OK, so possibly we could add this workaround in just the DesignWare
code and then we could be more sure we're not breaking other UARTs?
That would work for me.  It seems like it would be easier to validate
that there are no unintended side effects if we put this just in the
DesignWare driver.

quoted
In that thread, Peter said:
quoted
I think there is every likelihood of spurious RX timeout interrupts
tripping this patch, sorry.

Unfortunately, I think UART_BUG_ is the only viable possibility.
Or perhaps fixing the port type as PORT_8250 (thus disabling the
fifos).
My change is slightly different than California's in that I'm actually
throwing away the bogus byte and his patch was treating it as a valid
byte.  I don't know if that makes the patch more or less palatable.
We need to test, especially in DMA case.
Yes, I could believe that in the DMA case that my patch might not be
the right thing to do.  I can easily just add a check for "!up->dma"
if it makes the patch better.

quoted
I would hate to lose access to the FIFOs just due to this weird corner
case.

Do we really think there's a case where there's an RX Timeout
interrupt w/ no "data ready" but that later the data ready will show
up?  Can you quantify how much later you think it will show up?  If we
can quantify how much longer the data will show up in then we should
probably just do a timeout loop right where I added my patch.

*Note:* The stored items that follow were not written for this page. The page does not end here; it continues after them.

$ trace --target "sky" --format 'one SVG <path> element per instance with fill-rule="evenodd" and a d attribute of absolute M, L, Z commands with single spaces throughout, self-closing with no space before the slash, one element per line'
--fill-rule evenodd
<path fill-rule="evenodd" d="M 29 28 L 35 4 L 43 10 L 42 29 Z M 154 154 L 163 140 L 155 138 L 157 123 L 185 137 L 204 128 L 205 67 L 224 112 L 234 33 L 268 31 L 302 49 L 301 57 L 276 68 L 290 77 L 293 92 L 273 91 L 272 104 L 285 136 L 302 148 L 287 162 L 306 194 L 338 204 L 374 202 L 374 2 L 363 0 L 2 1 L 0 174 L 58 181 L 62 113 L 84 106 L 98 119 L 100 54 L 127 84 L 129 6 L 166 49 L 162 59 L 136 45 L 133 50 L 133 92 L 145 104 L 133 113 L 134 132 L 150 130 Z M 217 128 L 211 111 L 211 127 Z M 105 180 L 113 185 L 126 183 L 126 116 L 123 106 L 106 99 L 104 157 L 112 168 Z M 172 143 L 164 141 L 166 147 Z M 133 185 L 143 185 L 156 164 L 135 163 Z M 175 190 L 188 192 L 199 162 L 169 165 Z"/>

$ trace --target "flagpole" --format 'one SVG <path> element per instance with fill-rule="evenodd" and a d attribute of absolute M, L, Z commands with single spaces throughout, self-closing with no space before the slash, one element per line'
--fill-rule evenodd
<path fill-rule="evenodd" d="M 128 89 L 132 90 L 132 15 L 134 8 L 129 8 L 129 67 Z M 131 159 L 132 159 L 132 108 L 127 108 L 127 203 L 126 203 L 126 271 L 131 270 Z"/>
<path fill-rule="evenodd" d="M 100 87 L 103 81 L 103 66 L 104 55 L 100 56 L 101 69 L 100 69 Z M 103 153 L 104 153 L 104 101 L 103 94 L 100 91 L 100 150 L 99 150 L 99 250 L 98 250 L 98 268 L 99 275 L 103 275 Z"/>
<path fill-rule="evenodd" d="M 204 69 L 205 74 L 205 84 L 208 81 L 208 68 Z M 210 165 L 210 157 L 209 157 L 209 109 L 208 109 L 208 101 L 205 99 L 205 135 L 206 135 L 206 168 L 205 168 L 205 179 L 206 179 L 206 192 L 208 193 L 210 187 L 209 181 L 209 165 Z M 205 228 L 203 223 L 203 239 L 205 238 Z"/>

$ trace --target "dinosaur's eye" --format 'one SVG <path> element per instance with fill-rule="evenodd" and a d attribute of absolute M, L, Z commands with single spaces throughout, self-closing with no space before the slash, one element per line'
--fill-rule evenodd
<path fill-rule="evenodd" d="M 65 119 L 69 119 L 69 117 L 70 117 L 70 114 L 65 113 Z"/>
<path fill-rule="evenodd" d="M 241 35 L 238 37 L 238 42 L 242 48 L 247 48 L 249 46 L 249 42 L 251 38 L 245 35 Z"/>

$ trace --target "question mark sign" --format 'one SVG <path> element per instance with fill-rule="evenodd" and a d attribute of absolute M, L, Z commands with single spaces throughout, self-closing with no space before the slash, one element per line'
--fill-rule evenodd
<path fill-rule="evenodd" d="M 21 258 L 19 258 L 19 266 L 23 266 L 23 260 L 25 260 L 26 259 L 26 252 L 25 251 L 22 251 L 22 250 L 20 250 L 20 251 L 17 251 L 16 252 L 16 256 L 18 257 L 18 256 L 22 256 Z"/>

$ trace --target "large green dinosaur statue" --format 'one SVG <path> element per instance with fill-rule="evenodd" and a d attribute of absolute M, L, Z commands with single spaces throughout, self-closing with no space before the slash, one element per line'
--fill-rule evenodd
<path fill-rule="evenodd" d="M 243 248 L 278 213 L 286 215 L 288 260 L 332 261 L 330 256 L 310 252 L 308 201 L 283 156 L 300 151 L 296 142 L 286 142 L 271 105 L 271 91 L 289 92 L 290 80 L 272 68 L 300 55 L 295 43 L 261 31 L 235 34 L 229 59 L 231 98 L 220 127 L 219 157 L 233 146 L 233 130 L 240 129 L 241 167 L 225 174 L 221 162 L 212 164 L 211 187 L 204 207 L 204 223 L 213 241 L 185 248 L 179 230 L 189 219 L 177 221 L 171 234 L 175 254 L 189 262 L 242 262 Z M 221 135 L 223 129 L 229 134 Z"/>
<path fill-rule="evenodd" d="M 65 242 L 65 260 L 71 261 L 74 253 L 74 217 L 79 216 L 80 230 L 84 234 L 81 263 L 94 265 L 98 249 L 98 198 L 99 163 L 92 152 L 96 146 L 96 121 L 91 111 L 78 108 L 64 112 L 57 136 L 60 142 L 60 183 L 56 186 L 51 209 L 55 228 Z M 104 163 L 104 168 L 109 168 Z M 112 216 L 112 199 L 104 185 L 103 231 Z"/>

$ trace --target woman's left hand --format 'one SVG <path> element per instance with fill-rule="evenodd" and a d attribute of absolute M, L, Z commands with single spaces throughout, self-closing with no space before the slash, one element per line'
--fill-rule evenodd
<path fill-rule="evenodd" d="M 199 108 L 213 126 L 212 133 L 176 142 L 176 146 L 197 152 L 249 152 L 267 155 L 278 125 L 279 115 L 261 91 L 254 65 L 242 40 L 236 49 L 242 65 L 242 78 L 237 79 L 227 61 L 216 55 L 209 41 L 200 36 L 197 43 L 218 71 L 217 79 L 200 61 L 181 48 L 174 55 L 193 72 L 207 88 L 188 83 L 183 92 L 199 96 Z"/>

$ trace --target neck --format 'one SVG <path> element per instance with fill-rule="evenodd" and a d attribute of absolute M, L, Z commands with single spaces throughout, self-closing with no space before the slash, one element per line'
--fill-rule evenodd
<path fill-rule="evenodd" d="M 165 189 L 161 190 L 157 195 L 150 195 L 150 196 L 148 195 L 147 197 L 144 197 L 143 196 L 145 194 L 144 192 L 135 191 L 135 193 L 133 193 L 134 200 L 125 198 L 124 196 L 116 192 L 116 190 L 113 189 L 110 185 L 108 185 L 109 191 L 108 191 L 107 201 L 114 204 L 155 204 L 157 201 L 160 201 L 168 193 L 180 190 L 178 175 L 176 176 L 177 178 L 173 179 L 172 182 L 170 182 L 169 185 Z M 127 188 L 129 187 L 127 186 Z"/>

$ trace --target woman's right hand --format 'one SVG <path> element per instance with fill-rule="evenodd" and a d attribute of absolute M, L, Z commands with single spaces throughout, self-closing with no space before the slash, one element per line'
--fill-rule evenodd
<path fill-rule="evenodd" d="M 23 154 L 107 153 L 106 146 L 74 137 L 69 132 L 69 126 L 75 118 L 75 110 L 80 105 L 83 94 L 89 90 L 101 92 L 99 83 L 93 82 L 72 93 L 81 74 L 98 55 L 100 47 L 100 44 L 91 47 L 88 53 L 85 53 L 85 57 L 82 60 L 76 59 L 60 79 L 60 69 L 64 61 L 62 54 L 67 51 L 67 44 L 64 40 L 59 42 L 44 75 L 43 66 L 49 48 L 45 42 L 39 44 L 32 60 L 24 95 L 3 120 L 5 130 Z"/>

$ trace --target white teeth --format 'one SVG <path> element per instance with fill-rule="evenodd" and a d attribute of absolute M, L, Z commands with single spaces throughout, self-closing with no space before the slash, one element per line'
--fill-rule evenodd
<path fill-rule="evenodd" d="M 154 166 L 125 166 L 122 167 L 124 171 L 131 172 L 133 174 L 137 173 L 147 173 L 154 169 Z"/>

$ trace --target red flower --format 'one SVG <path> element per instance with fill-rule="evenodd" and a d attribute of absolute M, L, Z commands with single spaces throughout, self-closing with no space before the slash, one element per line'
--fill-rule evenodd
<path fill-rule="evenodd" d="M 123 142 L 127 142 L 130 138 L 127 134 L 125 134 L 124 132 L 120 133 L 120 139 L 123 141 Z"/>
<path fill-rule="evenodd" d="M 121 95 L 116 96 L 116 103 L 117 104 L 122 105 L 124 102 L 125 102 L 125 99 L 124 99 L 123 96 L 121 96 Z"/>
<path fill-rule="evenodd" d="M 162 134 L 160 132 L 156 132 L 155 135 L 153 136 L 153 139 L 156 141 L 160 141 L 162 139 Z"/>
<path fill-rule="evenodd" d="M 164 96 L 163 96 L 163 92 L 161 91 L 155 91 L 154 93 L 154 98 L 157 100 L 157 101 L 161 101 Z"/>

Specifically, here's what's happening today with RX Timeout interrupt
without "data ready":

1. We'll get the interrupt
2. We won't do _anything_ to service the interrupt.
3. We'll return back to serial8250_interrupt(), where we'll keep
looping until we get "too much work"
4. We'll break out, but the interrupt will still be active.
5. Go back to #1

...and since this interrupt will keep firing and firing and firing
with no delay in-between, we'll effectively lock the CPU up.
And the root cause of that is... ?
I don't understand your question.  Basically what I'm saying is that
we got an interrupt and did absolutely nothing to handle it or clear
it.  Then we returned "handled".  Is it a mystery that the interrupt
will fire again and again and again?

Specifically:
* reading the LSR doesn't clear the interrupt
* The DR / BI bits aren't set.
* serial8250_modem_status() won't clear the interrupt (reads the MSR)
* nothing to transmit
* we'll return "handled" since the only time serial8250_handle_irq()
returns 0 is if we have UART_IIR_NO_INT.

quoted
If there are some UARTs that eventually get themselves out of this
state by asserting "data ready" then the above won't be an "infinite"
loop but it will effectively be a tight loop where we won't let
userspace run and won't service other interrupts until we actually get
the data ready.  Since we're already blocking everything else, it
seems like it might be better to directly loop in
serial8250_handle_irq() with a timeout of some sort (how long?  100
us?  1 ms?).  Then we if we get the timeout then we can do the read
and safely work ourselves free.
What I think is that the root cause of this is still unknown and either
above looks like a hack.
I postulated a root cause of receiving a partial character, but I'd
need to figure out how to twiddle bits in just the right way to
somehow try to do this in a programmatic way.  I can certainly
reproduce this in a black-box sort of way by just doing suspend/resume
testing long enough.

Even if the root cause isn't know, though, it seems like the current
behavior of locking up a CPU is non-ideal.  It seems like there ought
to be some sort of way to detect and handle this case.